At least 99 infections and two deaths have been linked to a salmonella outbreak stemming from recalled cantaloupes, the Centers for Disease Control and Prevention (CDC) announced Friday.
As of Sunday, there have been 45 hospitalizations across 32 states as the CDC actively investigates the spread.
The health agency reported that the recall spans across whole cantaloupes that “might” display stickers saying “Malichita” or “Rudy,” with the number “4050,” and “Product of Mexico/produit du Mexique.”
The recalls also include pre-cut cantaloupes in packages or other fruit mixes from the Freshness Guaranteed, RaceTrac, and Vinyard brands, as well as from the grocery store Aldi.
“Most people infected with Salmonella experience diarrhea, fever, and stomach cramps,” the CDC said. “Symptoms usually start 6 hours to 6 days after swallowing the bacteria. Most people recover without treatment after 4 to 7 days.”
People with higher health risks, especially children under five, adults 65 or older, and those with compromised immune systems, “may experience more severe illnesses that require medical treatment or hospitalization.”
“The cantaloupes come from Mexico, and the bacteria could be from food handlers or animal or irrigation contamination,” Dr.

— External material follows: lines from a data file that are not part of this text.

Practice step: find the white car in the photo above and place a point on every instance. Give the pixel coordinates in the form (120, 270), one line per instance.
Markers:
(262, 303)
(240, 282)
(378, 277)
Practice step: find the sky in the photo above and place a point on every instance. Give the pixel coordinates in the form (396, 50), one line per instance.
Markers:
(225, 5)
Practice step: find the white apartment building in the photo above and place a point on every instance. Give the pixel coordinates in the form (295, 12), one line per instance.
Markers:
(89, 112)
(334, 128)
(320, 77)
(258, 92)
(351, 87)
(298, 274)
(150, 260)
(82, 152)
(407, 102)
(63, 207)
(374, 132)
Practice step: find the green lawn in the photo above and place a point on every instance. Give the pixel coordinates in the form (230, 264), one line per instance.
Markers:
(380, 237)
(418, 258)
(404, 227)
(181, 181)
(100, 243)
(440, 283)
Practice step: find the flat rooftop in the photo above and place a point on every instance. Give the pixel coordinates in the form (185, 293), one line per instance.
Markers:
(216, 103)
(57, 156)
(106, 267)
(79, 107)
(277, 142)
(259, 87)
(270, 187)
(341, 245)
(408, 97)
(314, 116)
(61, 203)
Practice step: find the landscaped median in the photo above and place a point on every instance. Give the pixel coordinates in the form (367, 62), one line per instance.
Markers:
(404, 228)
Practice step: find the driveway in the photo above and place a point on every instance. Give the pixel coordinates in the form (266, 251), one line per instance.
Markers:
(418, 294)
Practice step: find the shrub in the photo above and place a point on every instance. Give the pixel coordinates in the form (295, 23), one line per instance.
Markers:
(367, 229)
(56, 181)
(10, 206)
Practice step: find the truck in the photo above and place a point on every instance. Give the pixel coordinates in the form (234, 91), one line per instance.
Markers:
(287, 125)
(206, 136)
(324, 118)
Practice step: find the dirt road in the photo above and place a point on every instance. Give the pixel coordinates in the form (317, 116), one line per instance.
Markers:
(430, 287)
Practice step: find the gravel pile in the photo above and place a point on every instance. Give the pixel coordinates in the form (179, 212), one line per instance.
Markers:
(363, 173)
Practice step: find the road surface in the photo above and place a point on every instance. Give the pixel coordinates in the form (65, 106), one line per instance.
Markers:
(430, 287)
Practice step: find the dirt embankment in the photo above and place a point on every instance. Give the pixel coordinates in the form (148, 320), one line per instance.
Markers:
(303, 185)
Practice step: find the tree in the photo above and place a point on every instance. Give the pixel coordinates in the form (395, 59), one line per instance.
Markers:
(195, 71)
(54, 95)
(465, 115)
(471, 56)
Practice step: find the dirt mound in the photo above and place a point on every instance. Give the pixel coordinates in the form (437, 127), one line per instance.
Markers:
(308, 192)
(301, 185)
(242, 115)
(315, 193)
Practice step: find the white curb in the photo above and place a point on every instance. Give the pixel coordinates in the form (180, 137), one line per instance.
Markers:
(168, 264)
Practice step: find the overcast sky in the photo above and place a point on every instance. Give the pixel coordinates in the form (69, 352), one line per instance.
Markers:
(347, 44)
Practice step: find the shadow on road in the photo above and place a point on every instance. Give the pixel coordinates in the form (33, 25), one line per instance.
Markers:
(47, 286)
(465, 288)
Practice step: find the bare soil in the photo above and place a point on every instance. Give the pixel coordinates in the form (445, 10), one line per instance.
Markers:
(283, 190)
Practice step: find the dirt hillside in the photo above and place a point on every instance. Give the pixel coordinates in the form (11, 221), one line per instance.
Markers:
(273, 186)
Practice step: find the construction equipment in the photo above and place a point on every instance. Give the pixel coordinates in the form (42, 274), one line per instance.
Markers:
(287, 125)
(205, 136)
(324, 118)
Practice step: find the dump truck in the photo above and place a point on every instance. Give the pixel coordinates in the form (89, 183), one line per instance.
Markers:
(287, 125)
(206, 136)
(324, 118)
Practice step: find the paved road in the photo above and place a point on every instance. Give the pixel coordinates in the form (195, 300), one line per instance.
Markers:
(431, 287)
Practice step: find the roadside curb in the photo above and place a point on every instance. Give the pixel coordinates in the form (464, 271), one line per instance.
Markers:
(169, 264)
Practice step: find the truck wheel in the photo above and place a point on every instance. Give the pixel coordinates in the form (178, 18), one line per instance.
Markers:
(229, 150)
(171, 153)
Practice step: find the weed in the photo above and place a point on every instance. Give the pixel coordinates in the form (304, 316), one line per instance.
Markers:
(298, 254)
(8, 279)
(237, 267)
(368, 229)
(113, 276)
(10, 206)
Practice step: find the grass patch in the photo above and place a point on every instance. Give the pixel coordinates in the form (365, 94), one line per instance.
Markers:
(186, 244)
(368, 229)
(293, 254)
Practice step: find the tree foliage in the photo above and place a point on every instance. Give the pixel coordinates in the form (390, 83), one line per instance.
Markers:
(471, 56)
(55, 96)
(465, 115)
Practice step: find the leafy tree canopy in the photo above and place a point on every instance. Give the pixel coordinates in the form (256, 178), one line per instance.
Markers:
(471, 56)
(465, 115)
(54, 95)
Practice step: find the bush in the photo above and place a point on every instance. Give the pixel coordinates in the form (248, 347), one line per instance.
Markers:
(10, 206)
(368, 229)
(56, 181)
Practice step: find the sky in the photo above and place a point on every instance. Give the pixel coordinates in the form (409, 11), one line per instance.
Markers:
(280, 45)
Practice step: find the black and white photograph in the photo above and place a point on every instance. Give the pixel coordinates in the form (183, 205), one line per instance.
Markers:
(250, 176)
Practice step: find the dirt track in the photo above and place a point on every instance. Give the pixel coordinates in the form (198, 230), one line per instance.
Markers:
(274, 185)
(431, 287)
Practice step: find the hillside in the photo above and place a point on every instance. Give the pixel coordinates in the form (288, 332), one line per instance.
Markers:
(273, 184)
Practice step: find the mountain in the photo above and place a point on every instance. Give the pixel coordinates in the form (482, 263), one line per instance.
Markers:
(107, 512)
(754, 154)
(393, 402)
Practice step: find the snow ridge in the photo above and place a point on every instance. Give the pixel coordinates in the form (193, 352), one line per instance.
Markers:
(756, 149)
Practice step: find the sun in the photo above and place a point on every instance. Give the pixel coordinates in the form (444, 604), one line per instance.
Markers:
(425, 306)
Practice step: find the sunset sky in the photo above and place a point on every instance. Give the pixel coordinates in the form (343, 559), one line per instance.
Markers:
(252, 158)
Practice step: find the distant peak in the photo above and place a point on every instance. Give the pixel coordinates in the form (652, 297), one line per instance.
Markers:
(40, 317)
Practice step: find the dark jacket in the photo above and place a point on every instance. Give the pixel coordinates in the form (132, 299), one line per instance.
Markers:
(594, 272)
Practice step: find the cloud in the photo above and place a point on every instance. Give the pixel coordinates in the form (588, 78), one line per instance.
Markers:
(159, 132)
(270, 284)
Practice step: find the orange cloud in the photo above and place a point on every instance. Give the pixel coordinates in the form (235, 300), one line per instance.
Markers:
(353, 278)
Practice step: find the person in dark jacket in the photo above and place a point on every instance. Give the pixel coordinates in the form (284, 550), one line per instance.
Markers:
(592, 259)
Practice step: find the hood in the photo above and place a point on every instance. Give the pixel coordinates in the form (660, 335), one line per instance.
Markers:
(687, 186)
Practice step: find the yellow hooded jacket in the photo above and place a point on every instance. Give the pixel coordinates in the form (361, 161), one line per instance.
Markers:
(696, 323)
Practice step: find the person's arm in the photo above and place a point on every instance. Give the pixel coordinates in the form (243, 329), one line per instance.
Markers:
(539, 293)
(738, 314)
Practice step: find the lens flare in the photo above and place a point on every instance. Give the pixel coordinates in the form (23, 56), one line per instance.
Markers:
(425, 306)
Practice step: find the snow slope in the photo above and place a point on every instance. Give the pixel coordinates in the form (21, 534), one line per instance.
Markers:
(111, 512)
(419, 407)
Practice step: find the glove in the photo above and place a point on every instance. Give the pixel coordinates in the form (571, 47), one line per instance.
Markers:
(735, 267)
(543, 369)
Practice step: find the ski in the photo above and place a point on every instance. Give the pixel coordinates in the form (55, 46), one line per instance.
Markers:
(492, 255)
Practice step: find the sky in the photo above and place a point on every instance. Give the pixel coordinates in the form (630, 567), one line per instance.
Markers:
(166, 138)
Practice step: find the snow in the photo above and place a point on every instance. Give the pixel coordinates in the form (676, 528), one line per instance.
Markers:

Marc Siegel, clinical professor of medicine at NYU Langone Medical Center, told Fox News.
The doctor called this a “further wake-up call that produce grown in a place where the U.S. has little to no control can be packaged and sold in many states, endangering many people.”
Dr. Siegel said salmonella produces several toxins.
The Food and Drug Administration (FDA) is urging consumers, businesses, and restaurants to check their cantaloupes to see if they have been recalled.
If someone comes across a suspected recalled cantaloupe, they are advised to throw it away and sanitize any surfaces it may have contaminated.